The administration sees pediatricians and primary care physicians taking the lead in the push.
The Biden administration is making pediatricians and primary care physicians the cornerstone of their plan to vaccinate children aged 5 to 11 against COVID-19.
According to a fact sheet from the White House, the administration as well as local health authorities will make the vaccine available to more than 25,000 pediatricians’ offices and other primary care sites.
“Pediatricians, and other doctors, are some of the most trusted sources for families when it comes to COVID-19 vaccines for children,” the fact sheet says. “These providers will play a critical role in the nationwide effort to get children vaccinated.”
The administration will also be supplying vaccines to more than 100 children’s hospitals and health systems, tens of thousands of pharmacies, hundreds of schools and community-based clinics, and hundreds of community health centers and rural health clinics, according to the fact sheet.
In other news, the Food and Drug Administration (FDA) authorized booster shots for the Moderna and Johnson and Johnson COVID-19 vaccines, as well as the mixing and matching of booster doses.
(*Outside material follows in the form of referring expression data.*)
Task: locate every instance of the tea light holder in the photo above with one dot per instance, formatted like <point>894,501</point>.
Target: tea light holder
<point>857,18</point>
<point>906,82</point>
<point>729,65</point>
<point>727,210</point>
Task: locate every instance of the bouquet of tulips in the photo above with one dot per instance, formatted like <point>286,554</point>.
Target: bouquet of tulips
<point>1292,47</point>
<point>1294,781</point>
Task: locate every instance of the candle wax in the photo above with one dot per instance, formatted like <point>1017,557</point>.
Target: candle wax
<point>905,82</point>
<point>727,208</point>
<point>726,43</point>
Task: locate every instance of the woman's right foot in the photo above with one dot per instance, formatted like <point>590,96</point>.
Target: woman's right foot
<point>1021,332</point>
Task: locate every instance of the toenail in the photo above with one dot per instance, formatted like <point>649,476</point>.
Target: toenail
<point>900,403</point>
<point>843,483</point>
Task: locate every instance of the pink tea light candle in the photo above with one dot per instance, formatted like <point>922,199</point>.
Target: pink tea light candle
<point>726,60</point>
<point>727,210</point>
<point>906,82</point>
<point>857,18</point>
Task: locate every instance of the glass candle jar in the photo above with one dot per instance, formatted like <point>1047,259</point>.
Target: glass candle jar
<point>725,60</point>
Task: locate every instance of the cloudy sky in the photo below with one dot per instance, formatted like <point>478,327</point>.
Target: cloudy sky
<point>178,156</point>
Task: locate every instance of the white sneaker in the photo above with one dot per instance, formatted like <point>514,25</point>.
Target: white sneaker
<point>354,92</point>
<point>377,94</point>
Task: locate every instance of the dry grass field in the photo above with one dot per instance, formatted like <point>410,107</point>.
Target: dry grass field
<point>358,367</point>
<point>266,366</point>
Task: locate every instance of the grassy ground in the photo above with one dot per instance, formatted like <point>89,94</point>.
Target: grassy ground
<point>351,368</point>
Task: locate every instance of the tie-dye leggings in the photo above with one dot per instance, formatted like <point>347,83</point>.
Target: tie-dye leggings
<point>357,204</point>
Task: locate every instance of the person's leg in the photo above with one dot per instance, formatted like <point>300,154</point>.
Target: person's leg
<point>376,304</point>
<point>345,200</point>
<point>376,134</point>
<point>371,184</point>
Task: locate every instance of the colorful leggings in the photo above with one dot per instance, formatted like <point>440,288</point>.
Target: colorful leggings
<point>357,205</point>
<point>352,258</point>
According to a news release, boosters of the Moderna vaccine may be administered to patients who are 65 years of age or older, 18 through 64 years of age and at high risk of severe COVID-19, and 18 through 64 years of age with frequent institutional or occupational exposure to COVID-19.
Boosters of the Johnson and Johnson vaccine should be administered at least two months after completion of the primary regimen to patients 18 years of age and older.
The agency also authorized patients who received one COVID-19 vaccine to receive a booster shot of a different authorized vaccine, a move that offers flexibility to both patients and physicians.
“The amendments to the emergency use authorizations to include a single booster dose in eligible populations are based on the available data and information and follows the input from the members of our advisory committee who were supportive of the use of a booster dose of these vaccines in eligible populations,” Peter Marks, MD, PhD, director of the FDA’s Center for Biologics Evaluation and Research, says in the release. “We are also taking action today to include the use of mix and match boosters to address this public health need. We will work to accrue additional data as quickly as possible to further assess the benefits and risks of the use of booster doses in additional populations and plan to update the healthcare community and public with our determination in the coming weeks.”
Previously, the FDA Vaccines and Related Biological Products Advisory Committee recommended the move.
Documents which the committee used to reach their determination show that, when administered six months after a second dose, the booster half-dose of the Moderna vaccine raise antibody titers 15 times a month after the additional shot and provides protection against the now-dominant Delta variation of the disease.
The documents also show that the booster shots appear safe, with the reactogenicity and adverse event profile similar to that seen after the second dose of the vaccine.
A Phase 3 ENSEMBLE 2 study found that a second dose of the Johnson and Johnson vaccine administered 56 days after the first provided 100 percent protection against severe or critical COVID-19, 75 percent protection against symptomatic COVID-19 globally, and 94 percent protection against symptomatic COVID-19 in the U.S. When the second shot is administered, it boosts antibody levels four to six times higher than what is observed after the initial dose.
When the booster shot was given six months after the initial dose antibody levels shot up nine-fold after a week and 12-fold after four weeks irrespective of the age of the patient.
The committee will reconvene on Nov. 30 to discuss the Merck investigational antiviral pill, molnupiravir, for the treatment of mild-to-moderate COVID-19 in adults.